Even internally, where lawyers depend on the good will and hard work of their colleagues, bad thinking has set in. Unusual is the firm that does not tout within its own ranks the individual achievements of this rising star or that. If the press reports are to be believed, fights over compensation are becoming fiercer, as lawyers focus on their comparative standing more than the overall success of their firms. This particular distortion was especially prominent during the economic downturn, where partners seemed to take any economic woes out of their associates' and lesser partners' hides. Whatever happened to the idea that the economic fortunes of partners would rise and fall with the profits of the firm, and that it was senseless to make long-term partnership decisions on the basis of six-month financial results? Is it really true that lawyers could not do without the income, relatively as well as absolutely, they had not thought of enjoying five short years of prosperity earlier?
Little wonder then that the legal world has become rife with sensational partnership defection from one firm to another. Believing their own press notices, not to mention lured by and endorsing the celebrity culture that has invaded the legal world, many lawyers have sniffed at notions of loyalty as old-fashioned, and cast about for and attached themselves, however briefly, to the highest bidder for their superstar services. Rare is the firm that does not find itself worrying, for reasons it unaccountably fails to understand, that the lawyers whose reputations it has gone out of its way to promote will pack up their bags and settle somewhere else that promises to make them richer.

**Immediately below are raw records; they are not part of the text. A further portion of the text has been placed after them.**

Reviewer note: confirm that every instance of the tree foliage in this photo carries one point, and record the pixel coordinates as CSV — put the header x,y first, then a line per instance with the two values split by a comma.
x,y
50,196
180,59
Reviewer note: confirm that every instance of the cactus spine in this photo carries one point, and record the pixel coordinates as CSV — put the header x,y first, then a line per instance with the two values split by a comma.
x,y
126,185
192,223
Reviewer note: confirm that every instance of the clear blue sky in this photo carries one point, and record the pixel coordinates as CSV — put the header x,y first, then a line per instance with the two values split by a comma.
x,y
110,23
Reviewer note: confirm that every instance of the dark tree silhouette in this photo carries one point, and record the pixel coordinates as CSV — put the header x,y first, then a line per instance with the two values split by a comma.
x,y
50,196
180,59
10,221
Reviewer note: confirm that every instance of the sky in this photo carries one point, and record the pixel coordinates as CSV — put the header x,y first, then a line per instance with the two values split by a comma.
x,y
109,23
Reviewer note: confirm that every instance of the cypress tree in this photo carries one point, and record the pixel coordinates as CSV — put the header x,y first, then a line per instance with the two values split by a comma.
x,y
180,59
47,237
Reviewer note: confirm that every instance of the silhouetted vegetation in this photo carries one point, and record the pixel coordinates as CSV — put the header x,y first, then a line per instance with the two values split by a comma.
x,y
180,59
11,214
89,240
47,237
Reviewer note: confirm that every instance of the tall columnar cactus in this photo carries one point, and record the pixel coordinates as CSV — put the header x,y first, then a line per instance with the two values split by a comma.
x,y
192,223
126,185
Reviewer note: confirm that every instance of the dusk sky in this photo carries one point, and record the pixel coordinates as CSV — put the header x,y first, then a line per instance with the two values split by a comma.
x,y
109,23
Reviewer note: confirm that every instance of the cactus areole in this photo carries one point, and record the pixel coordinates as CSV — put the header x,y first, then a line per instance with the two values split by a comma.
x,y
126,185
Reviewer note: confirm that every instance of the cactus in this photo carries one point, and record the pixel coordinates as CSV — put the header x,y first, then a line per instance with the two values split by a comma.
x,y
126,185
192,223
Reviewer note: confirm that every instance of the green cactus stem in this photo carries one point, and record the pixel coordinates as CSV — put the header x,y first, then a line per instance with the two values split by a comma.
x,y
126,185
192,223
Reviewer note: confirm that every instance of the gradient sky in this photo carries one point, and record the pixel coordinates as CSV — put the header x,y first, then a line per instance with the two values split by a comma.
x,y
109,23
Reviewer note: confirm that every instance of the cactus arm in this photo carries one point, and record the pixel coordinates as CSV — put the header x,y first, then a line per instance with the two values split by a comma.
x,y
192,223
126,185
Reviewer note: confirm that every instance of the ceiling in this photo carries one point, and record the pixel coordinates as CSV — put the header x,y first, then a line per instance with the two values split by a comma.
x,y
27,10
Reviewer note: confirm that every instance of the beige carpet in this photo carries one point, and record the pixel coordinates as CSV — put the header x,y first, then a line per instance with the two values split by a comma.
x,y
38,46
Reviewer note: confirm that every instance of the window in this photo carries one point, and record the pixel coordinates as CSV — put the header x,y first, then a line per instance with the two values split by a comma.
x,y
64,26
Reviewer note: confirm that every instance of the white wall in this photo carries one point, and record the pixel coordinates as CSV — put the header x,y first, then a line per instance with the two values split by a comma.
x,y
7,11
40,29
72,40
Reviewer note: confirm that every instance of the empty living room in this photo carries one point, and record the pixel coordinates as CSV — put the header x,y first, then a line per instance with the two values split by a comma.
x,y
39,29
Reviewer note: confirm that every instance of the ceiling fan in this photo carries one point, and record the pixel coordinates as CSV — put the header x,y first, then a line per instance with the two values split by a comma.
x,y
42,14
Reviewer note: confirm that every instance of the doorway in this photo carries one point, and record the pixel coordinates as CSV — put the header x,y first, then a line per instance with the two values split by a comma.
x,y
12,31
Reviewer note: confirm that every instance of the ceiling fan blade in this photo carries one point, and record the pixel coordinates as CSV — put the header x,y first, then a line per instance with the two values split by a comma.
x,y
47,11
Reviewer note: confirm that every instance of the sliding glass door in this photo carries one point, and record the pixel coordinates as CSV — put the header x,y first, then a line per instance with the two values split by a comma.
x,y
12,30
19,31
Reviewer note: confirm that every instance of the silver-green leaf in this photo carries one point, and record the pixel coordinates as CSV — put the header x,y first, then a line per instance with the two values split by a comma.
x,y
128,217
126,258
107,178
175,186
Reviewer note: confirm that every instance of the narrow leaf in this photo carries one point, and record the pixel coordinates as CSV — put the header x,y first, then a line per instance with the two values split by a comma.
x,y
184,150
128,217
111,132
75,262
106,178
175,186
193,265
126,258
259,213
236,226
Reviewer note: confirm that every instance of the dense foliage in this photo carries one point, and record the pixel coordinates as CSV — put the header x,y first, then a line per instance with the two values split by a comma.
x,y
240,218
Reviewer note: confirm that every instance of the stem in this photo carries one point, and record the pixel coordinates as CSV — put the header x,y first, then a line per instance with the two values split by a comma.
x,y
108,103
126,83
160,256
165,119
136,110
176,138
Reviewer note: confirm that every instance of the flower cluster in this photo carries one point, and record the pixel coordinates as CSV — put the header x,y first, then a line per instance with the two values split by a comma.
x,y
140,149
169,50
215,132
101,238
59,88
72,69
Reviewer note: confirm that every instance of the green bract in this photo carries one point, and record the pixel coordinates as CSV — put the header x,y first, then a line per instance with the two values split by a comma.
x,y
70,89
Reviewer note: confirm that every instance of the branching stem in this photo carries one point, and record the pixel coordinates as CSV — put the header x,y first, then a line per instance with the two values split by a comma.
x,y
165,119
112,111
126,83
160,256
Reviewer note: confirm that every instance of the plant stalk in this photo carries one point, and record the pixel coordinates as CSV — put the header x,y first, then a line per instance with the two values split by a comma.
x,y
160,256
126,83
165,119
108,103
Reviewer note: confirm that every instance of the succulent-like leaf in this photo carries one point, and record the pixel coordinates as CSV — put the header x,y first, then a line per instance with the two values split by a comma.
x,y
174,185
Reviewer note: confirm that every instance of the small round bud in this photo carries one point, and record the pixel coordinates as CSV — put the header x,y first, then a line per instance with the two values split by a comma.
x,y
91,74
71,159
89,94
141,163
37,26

In this environment, Dewey may have made the right choice, trying to lock up by contract what partnership loyalty no longer could ensure. Its immediate failure was only in the details.
Most lawyers really know better than all of this—or they should. Particularly in litigation, where losses are inevitable, whether because of the facts or the unpredictability of the legal system, lawyers know that cases are won through some uncertain combination of hardwork, teamwork, and dumb luck. You have to wonder about a trial lawyer who promotes himself as having an unbroken winning streak. Did he only take sure winners? Or might he be particularly adept at shifting blame to others? Or is he just deluding himself? Whatever the reason, such talk does the lawyer, the system, and the profession itself a disservice, making it appear that the law, always intractable, might actually be something that can be held within the grasp of a single lawyer.
But it is difficult to know how to relearn some of the old lessons amid the hard-pressing facts of the new order. Somehow the idea that the individual lawyer's worth is something different from the clients and dollars that he or she supposedly controls or supports needs to be reinvigorated. And the encouragement given to the pursuit of individual glory and riches needs to be gainsaid, if it is not to make the profession—if not the lawyers themselves—so much the poorer. Perhaps further reflection on Cardozo's great aphorism is the best place to begin.